Agent Output Truncated Mid-Sentence — max_tokens Too Low

Symptom

Code generation stops in the middle of a function body
Essay ends mid-paragraph with no conclusion
JSON output is missing the closing } — downstream parse fails
Agent says “Here is the full report:” then delivers only the first 3 sections
stop_reason is max_tokens not end_turn — agent hit the limit, not a natural stop
Agent doesn’t mention the truncation — caller assumes response is complete

Root Cause

max_tokens is set too low for the task at hand. The API enforces the limit by stopping generation, returning stop_reason: "max_tokens". Unlike natural completion (end_turn), the model doesn’t know it’s about to be cut off — it cannot add “continued…” or wrap up gracefully. The caller receives a partial response with no obvious indicator of truncation unless they check stop_reason.

Fix

Option 1: Always check stop_reason and handle truncation

import anthropic

client = anthropic.Anthropic()

def call_with_truncation_check(
    messages: list,
    system: str = "",
    max_tokens: int = 4096
) -> dict:
    """
    Call API and explicitly check for truncation.
    Returns response with truncation flag so caller can handle it.
    """
    response = client.messages.create(
        model="claude-sonnet-4-6",
        system=system,
        messages=messages,
        max_tokens=max_tokens
    )

    text = response.content[0].text
    stop_reason = response.stop_reason
    was_truncated = stop_reason == "max_tokens"

    if was_truncated:
        print(
            f"WARNING: Response truncated at {max_tokens} tokens. "
            f"Output may be incomplete. "
            f"Consider increasing max_tokens or splitting the task."
        )

    return {
        "text": text,
        "stop_reason": stop_reason,
        "truncated": was_truncated,
        "usage": {
            "input_tokens": response.usage.input_tokens,
            "output_tokens": response.usage.output_tokens
        }
    }

result = call_with_truncation_check(
    messages=[{"role": "user", "content": "Write a full report on Q4 metrics"}],
    max_tokens=1024  # Might be too low for a full report
)

if result["truncated"]:
    raise ValueError(f"Response incomplete — increase max_tokens above {1024}")
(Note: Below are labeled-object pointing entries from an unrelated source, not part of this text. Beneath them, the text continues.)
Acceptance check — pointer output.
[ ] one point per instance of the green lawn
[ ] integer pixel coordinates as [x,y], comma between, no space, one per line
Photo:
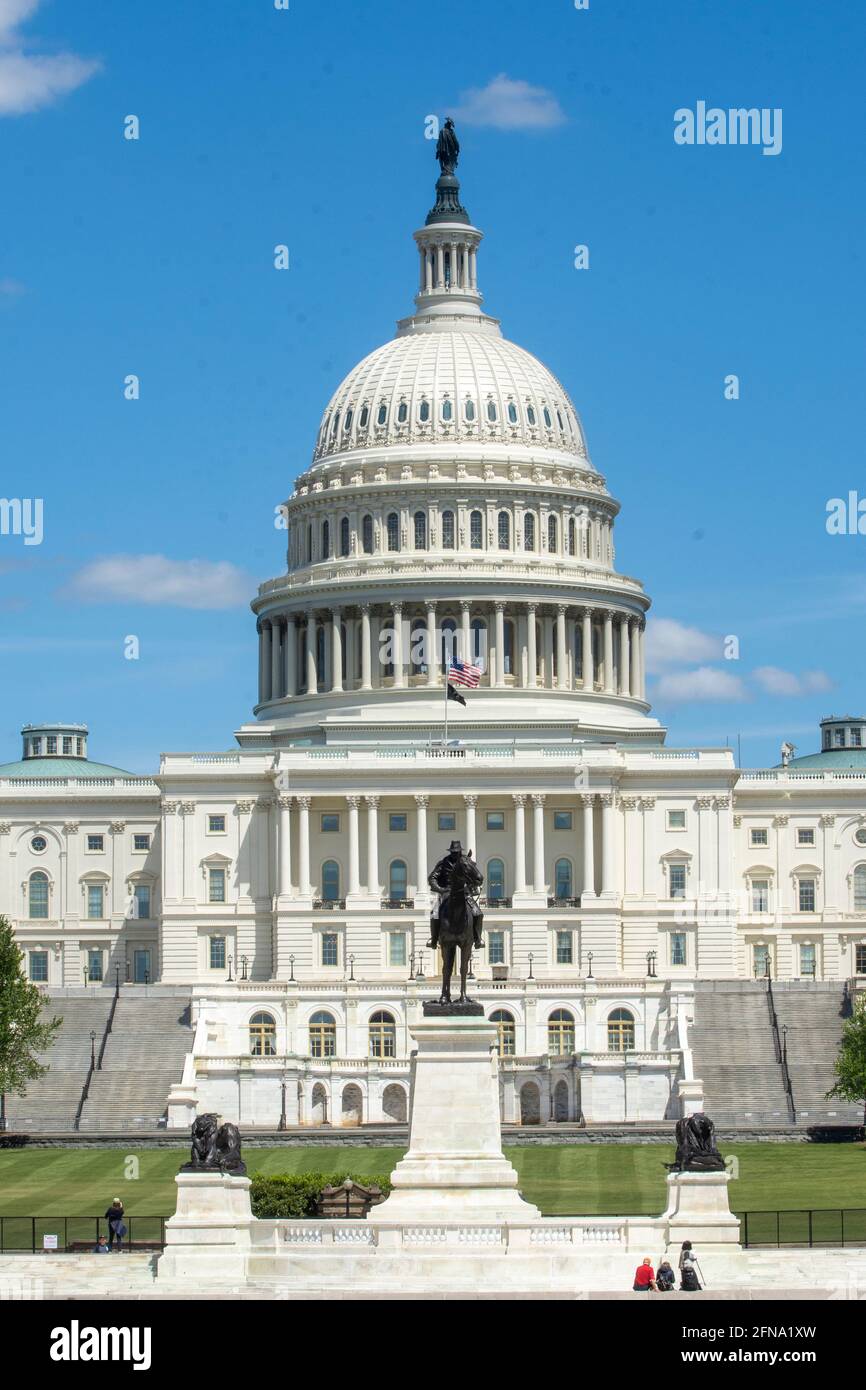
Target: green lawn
[598,1179]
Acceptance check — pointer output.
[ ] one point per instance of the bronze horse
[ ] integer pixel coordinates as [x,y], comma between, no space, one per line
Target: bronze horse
[456,925]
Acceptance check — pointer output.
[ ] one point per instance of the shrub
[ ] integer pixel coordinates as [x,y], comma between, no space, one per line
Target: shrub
[281,1196]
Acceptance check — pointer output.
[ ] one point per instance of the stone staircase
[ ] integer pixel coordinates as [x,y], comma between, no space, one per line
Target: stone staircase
[734,1054]
[52,1101]
[143,1058]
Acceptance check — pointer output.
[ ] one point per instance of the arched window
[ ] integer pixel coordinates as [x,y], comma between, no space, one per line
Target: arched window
[560,1033]
[323,1034]
[382,1034]
[506,1030]
[263,1036]
[398,876]
[38,895]
[495,879]
[620,1032]
[330,880]
[562,877]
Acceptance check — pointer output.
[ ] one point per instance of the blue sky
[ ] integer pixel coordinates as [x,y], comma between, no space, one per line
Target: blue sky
[306,127]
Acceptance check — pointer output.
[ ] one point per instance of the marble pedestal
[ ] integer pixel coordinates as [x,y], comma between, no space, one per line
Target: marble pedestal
[455,1168]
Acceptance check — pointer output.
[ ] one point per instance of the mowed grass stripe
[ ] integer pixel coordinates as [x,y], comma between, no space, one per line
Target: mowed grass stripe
[594,1179]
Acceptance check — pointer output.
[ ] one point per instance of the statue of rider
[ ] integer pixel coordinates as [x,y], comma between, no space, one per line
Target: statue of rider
[439,881]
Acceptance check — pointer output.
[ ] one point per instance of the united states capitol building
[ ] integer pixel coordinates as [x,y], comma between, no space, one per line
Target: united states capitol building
[451,510]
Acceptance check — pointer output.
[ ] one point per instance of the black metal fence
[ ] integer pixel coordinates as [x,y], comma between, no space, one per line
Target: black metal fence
[75,1235]
[816,1226]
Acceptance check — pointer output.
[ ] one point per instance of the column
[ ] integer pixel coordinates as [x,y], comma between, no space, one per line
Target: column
[470,823]
[624,670]
[355,884]
[520,845]
[373,844]
[291,640]
[588,887]
[587,649]
[538,843]
[562,660]
[421,802]
[608,845]
[433,652]
[303,847]
[366,649]
[499,679]
[285,847]
[531,651]
[609,688]
[337,651]
[399,673]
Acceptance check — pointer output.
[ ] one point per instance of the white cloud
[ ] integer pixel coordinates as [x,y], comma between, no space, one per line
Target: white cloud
[154,578]
[774,681]
[509,104]
[674,644]
[705,683]
[29,81]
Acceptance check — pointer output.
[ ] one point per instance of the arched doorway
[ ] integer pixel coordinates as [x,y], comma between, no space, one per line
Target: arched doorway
[530,1104]
[352,1105]
[394,1105]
Option 2: Automatic continuation when truncated

async def call_with_continuation(
    messages: list,
    system: str = "",
    max_tokens: int = 4096,
    max_continuations: int = 3
) -> str:
    """
    If response is truncated, automatically continue from where it left off.
    Assembles the full response from multiple calls.
    """
    full_text = ""
    current_messages = list(messages)

    for continuation in range(max_continuations + 1):
        response = await client.messages.create(
            model="claude-sonnet-4-6",
            system=system,
            messages=current_messages,
            max_tokens=max_tokens
        )

        chunk = response.content[0].text
        full_text += chunk

        if response.stop_reason != "max_tokens":
            # Natural completion — done
            if continuation > 0:
                print(f"Completed after {continuation} continuation(s)")
            return full_text

        if continuation == max_continuations:
            print(f"Hit max {max_continuations} continuations — returning partial")
            return full_text

        # Append response and ask to continue
        current_messages = current_messages + [
            {"role": "assistant", "content": chunk},
            {"role": "user", "content": "Continue from where you left off."}
        ]
        print(f"Continuation {continuation + 1}/{max_continuations}...")

    return full_text

# Usage:
full_report = await call_with_continuation(
    messages=[{"role": "user", "content": "Write a full implementation of X"}],
    max_tokens=2048,      # Per-call limit
    max_continuations=3   # Allow up to 3 continuations
)

Option 3: Set max_tokens based on task type

# Map task types to appropriate token budgets
TOKEN_BUDGETS = {
    "classification":        50,    # "positive" or "negative"
    "yes_no":                30,
    "short_answer":         200,
    "paragraph":            500,
    "summary":              400,
    "code_snippet":        1000,
    "full_function":       2000,
    "full_module":         8000,
    "essay":               3000,
    "report":              5000,
    "full_document":      20000,
}

def get_max_tokens(task_type: str, safety_margin: float = 1.5) -> int:
    """
    Get appropriate max_tokens for a task type.
    Safety margin ensures we don't cut off at exactly the expected length.
    """
    base = TOKEN_BUDGETS.get(task_type, 2048)
    return int(base * safety_margin)

# Usage:
response = client.messages.create(
    model="claude-sonnet-4-6",
    messages=[{"role": "user", "content": prompt}],
    max_tokens=get_max_tokens("full_function")  # → 3000
)

Option 4: Validate structured output completeness

import json
import re

def validate_completeness(text: str, expected_format: str) -> tuple[bool, str]:
    """
    Check if truncated output is structurally complete.
    Returns (is_complete, reason).
    """
    text = text.strip()

    if expected_format == "json":
        try:
            json.loads(text)
            return True, "Valid JSON"
        except json.JSONDecodeError as e:
            return False, f"Invalid JSON (likely truncated): {e}"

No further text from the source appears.